The Promise of Marine Spatial Planning and Zoning
Marine spatial planning (MSP) is a tool for objectively partitioning marine space among competing uses. It has been used in conservation planning, largely in developed countries. Use of MSP to facilitate prioritization of the full array of uses to which we subject coastal waters has received very little attention, yet our use of coastal waters is now sufficiently intensive to require such spatial planning.
In tropical developing countries, effective coastal management must acknowledge the widespread dependence of poor and politically weak communities on the use of fish for food. Acknowledging this dependence on artisanal fisheries is pivotal to reconciling the largely separate agendas for food security and biodiversity conservation. MSP can accommodate both coastal fisheries and aquaculture in coastal waters while adjudicating the access conflicts between them and other legitimate uses of the coastal seas.
Beyond addressing food security challenges, MSP can be expected to help address the issues faced by managers of tropical coastal waters in several ways:
- Protecting ecologically critical areas to allow healthy ecosystem function.
在提出扩大使用MSP，我们不是说空间规划是一个快速修复海岸管理迄今为止的恶性故障。 我们提出管理的实质振兴，采用MSP为木马，将迅速启动，需要在管理和政策的变化。 我们将天真暗示成功将来之不易。 它不会。
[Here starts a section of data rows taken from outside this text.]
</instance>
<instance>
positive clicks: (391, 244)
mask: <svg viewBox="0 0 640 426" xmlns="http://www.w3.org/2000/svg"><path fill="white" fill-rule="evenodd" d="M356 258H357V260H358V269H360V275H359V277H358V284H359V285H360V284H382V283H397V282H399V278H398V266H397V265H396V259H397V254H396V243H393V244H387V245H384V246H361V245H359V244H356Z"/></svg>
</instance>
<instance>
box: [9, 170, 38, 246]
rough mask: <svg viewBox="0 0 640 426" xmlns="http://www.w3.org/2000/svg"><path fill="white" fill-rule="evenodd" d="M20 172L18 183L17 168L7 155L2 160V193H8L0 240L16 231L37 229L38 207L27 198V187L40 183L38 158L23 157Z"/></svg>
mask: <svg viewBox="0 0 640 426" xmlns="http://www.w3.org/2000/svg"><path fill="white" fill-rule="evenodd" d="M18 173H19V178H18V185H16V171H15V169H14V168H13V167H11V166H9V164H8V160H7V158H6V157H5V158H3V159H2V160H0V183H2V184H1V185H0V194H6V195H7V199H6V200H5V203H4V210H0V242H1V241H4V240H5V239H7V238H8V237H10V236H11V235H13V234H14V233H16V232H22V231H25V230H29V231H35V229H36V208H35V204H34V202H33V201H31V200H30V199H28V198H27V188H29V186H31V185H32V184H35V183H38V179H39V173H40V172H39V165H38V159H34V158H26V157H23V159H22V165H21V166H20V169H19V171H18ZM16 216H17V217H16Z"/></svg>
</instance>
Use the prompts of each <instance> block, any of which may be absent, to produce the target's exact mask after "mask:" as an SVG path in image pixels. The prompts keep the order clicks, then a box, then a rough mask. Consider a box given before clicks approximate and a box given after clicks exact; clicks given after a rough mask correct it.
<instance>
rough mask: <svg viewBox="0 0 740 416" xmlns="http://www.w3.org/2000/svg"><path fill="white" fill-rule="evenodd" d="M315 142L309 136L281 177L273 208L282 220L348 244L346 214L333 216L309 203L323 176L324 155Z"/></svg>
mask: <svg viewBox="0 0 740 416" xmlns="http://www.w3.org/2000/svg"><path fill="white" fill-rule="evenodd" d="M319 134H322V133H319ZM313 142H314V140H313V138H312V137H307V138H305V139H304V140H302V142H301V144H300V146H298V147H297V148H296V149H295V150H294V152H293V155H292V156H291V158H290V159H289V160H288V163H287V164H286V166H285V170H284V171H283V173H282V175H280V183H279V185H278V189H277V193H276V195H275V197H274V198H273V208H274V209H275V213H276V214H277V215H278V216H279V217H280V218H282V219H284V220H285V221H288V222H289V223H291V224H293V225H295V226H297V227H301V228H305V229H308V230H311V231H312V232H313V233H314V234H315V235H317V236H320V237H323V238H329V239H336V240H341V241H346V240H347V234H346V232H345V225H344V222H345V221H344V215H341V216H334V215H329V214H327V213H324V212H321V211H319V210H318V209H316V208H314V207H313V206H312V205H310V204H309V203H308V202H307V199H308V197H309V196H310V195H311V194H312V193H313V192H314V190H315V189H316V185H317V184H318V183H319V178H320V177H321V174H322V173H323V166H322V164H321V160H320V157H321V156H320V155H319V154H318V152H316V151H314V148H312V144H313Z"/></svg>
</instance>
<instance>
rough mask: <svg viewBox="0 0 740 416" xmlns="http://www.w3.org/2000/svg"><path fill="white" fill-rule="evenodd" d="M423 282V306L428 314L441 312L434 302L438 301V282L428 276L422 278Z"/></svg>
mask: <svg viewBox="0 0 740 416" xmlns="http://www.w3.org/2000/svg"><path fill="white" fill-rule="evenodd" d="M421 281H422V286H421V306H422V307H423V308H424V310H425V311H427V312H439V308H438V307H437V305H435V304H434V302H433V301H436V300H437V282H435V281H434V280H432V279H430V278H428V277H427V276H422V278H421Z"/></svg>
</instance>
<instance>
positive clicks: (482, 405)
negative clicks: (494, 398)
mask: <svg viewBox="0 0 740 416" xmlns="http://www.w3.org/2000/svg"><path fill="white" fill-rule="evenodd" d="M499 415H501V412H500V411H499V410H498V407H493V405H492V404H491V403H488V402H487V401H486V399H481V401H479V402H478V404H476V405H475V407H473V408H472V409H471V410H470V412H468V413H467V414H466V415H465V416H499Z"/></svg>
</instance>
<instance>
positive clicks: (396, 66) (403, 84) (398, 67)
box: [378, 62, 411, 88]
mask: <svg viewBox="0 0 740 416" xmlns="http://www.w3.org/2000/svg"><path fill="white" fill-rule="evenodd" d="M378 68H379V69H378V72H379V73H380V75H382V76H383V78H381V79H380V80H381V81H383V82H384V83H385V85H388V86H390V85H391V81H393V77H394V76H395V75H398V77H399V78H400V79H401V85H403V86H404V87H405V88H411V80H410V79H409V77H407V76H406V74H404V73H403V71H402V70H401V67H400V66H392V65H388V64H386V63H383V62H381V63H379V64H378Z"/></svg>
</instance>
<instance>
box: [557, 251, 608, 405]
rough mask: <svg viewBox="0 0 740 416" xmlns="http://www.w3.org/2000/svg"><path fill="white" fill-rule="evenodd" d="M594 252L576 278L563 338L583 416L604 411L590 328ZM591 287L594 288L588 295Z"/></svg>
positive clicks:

我们在研究中所描述的一般原理可以告知各种管理工具和框架。 应用这些将是非常具有挑战性。 将需要清晰的视野，并取得成功的坚定承诺。 新管理制度的建立很可能是最好的做递增，从现有的可持续发展实践和培育许多地方，自下而上的努力建设，而在某种程度上是合理的生态和societally守得住他们整合在较宽的区域。
这将需要一个长远的眼光和使用自适应规划过程，直接关系到社会和生态监测。 那些导致这个过程将需要维持一个更宽的区域，国家或LME-规模目标，而不是与实现为单个本地社区短期改善来满足。 这种情况下，即使其最初的成功将在地方社区正是这些小规模（经常短期）的改进。 到现在为止，这些成功的溢出效应上已经微乎其微，只有在地方一级的感觉。 那是不够的。
Leading ecologist Peter F. Sale, in this crash course on the state of the planet, draws from his own extensive work on coral reefs, and from recent research by other ecologists, to explore the many ways we are changing the earth and to explain why it matters. Weaving into the narrative his own firsthand field experiences around the world, the author brings ecology alive while giving a solid understanding of the science at work behind today’s pressing environmental issues. Most important, this passionately written book emphasizes that a gloom-and-doom scenario is not inevitable, and as Peter explores alternative paths, he considers the ways in which science can help us realize a better future.
Prof. Peter Sale is a marine ecologist with over 40 years experience in tropical coastal ecosystems, particularly coral reefs. He is senior advisor to the director of the UNU Institute for Water, Environment and Health (UNU-INWEH). Prior to UNU-INWEH he was a faculty member at the University of Sydney in Australia, University of New Hampshire in the US, and University of Windsor, Canada, where he remains Professor Emeritus. His work has focused primarily on reef fish ecology, most recently on aspects of juvenile ecology, recruitment and connectivity. He has done research in Hawaii, Australia, the Caribbean, and the Middle East and visited reefs in many places in between. He has successfully used his fundamental science research to develop and guide projects in international development and sustainable coastal marine management in the Caribbean and the Indo-Pacific. His laboratory has produced over 200 technical publications and he has edited three books dealing with marine ecology.